MThe purpose of this Technical Note is to provide the system administrators and other interested users and evaluators with the configuration steps required to connect Isode's M-Switch X.400 (M-Switch) to Microsoft Exchange (Exchange) using X.400.

The reasons for doing this include:

  • As part of building a distributed X.400 network
  • Connecting Exchange to network of M-Switches, as a means to support the Microsoft Outlook client.
  • Providing access to the MIME/X.400 Gatewaying (MIXER) capabilities of M-Switch.
  • This document covers Exchange 5.5, Exchange 2000 and Exchange 2003.

The default settings on Exchange are set to work with other copies of Exchange.

The information provided in this Note will be particularly helpful to administrators to tailor MS Exchange to Isode M-switch x.400 configurations.

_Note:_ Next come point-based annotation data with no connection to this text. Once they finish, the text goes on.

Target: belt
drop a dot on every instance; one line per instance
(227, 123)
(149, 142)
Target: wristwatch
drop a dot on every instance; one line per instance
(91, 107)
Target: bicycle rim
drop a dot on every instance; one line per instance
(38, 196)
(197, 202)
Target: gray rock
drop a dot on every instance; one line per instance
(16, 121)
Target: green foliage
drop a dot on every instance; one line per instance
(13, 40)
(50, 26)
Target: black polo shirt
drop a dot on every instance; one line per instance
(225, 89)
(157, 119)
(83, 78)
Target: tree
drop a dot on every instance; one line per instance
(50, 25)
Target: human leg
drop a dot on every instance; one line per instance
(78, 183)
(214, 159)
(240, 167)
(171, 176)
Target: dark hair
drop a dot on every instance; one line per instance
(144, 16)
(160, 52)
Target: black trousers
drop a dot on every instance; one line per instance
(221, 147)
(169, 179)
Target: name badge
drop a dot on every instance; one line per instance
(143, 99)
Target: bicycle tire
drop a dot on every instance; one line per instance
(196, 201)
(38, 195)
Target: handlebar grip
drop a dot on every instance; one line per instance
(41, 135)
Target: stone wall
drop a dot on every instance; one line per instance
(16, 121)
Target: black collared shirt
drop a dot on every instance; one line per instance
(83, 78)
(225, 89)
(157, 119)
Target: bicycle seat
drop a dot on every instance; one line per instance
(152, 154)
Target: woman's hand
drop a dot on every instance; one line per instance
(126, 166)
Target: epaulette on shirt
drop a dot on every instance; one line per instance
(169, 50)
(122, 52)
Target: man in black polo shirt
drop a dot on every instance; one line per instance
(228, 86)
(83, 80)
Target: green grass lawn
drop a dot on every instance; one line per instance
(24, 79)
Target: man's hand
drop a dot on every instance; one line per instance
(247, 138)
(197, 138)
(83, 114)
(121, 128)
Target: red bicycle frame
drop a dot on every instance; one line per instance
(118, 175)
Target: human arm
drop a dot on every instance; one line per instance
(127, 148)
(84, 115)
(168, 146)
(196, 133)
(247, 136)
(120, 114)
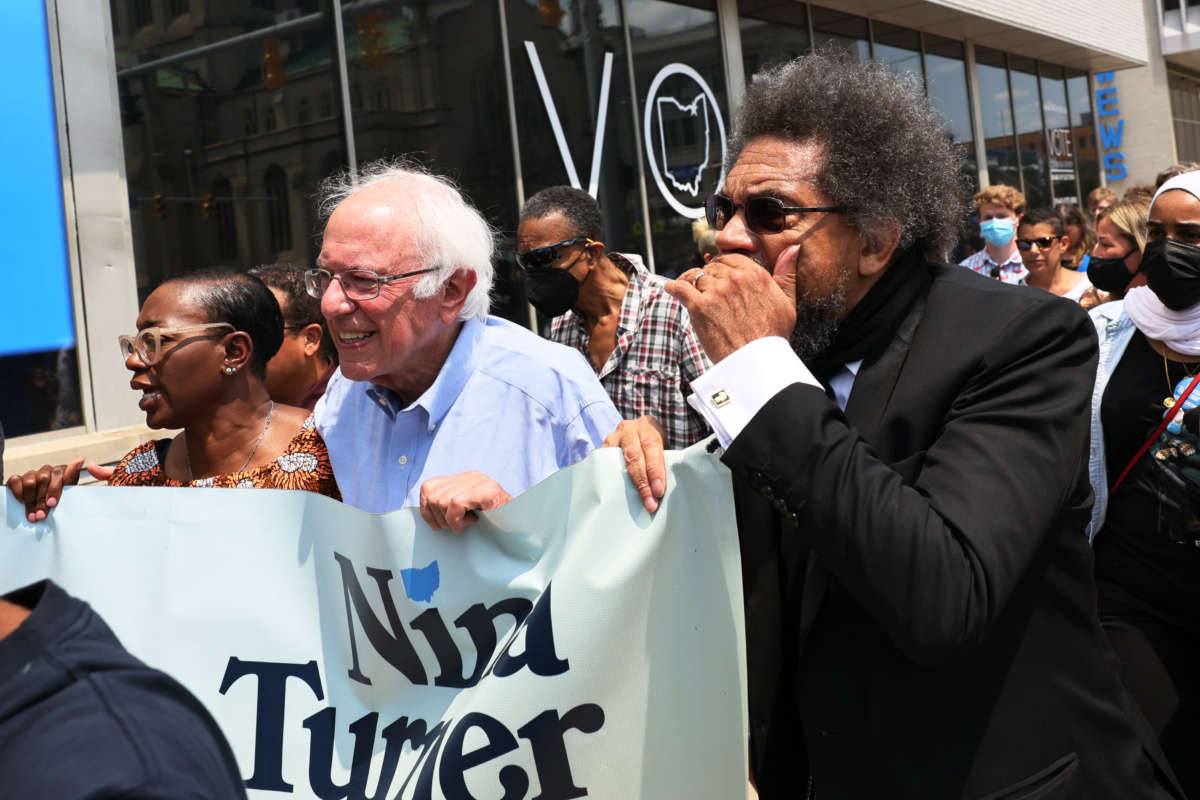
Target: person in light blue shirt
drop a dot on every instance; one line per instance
(436, 403)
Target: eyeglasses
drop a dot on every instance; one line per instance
(148, 342)
(1041, 241)
(357, 284)
(765, 215)
(546, 254)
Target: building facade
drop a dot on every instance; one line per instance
(195, 133)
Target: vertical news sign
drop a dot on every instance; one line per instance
(1111, 130)
(35, 305)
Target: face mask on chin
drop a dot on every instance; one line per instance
(1173, 272)
(552, 292)
(1110, 275)
(997, 233)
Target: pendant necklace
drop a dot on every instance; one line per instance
(1169, 401)
(270, 413)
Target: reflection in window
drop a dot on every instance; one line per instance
(840, 29)
(41, 392)
(1059, 140)
(946, 80)
(773, 31)
(1027, 110)
(571, 56)
(682, 170)
(142, 13)
(898, 47)
(227, 228)
(203, 124)
(997, 118)
(279, 210)
(1086, 160)
(455, 119)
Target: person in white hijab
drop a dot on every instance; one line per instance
(1145, 531)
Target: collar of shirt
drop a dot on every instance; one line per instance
(450, 382)
(843, 383)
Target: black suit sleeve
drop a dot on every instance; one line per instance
(936, 561)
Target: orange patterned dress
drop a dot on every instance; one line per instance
(304, 465)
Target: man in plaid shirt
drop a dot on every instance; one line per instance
(612, 310)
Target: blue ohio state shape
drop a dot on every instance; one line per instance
(421, 582)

Configuring the MS Exchange Server

The MS Exchange server must first be configured with its local site X.400 addressing. In Microsoft Exchange System Manager, with the menu item Action/New Other/MTA Transport Stack, specify all the transport services which will be used for X.400. This need only be done once for each server which will be handling connections, and for each protocol (TCP or X.25) which that server will be using. For TCP/IP (RFC 1006) no selectors need be specified.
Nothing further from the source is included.